En conclusión, la heteronorma es el pegamento que mantiene unido al modelo de sumisión. Sin ella, el peón podría empezar a preguntarse por qué obedece. Al darle un “orden moral” superior, la ultraderecha logra que el oprimido se sienta parte de un ejército espiritual, mientras el patrón le sigue vaciando los bolsillos. Es el triunfo del prejuicio sobre la realidad; la última frontera de la lobotomía chilena.
La Geopolítica del Odio: El cordón sanitario del pensamiento

Todo lo expuesto anteriormente no es un fenómeno aislado; es la construcción de un cordón sanitario. El Estado chileno y sus élites necesitan que el “pobre de derecha” odie a la Argentina para que no se le ocurra imitar sus procesos de resistencia. No hay envidia, hay una deshumanización programada.
- El síndrome del Kelper continental: El éxito del “aislado” no es un logro chileno, es una imitación de la mentalidad Kelper. Como los habitantes de nuestras Malvinas, el “negado mental” chileno vive de espaldas al continente.
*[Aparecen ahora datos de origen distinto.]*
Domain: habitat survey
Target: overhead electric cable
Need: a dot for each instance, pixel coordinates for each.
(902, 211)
No nos envidian, simplemente nos odian porque somos la interferencia en su frecuencia de radio colonial. Son los Kelpers del Pacífico: viven en una tierra hermosa que no les pertenece porque su mente ya fue entregada.
- Un país lindo, una identidad secuestrada: Chile es un país bellísimo, con una geografía que estremece y una historia de lucha que el modelo intenta borrar. El problema no es el paisaje, es el “formateo” que le hicieron a la población. El Estado ha logrado que el chileno promedio no disfrute de su tierra como un soberano, sino como un cuidador de estancia que ladra cuando alguien se acerca a la reja.
- La herencia de la sospecha: Mientras el maestro argentino intenta tender puentes de integración, el sistema chileno sigue alimentando la hipótesis de conflicto. Necesitan un enemigo externo para que el peón no vea que el verdadero enemigo le remata el agua y las pensiones en su cara. El odio es la anestesia que evita que el paciente sienta cómo lo están operando sin permiso.
La Autopsia de una Estafa

El “negado mental” es, en última instancia, una víctima que se cree victimario. Es el producto terminado de un laboratorio que logró que el esclavo defienda al amo y escupa al que intenta liberarlo.
La soberanía no se mendiga en Washington como hacía Piñera, ni se sirve azucarada como la ofrece Boric, quien mientras hace gárgaras con los derechos humanos, se arrodilla para facilitar los vuelos ilegales de los ingleses hacia nuestras islas. Esa es la claudicación total: el “progresista” que la hace sexo oral al Imperio mientras entrega el cielo y la dignidad regional.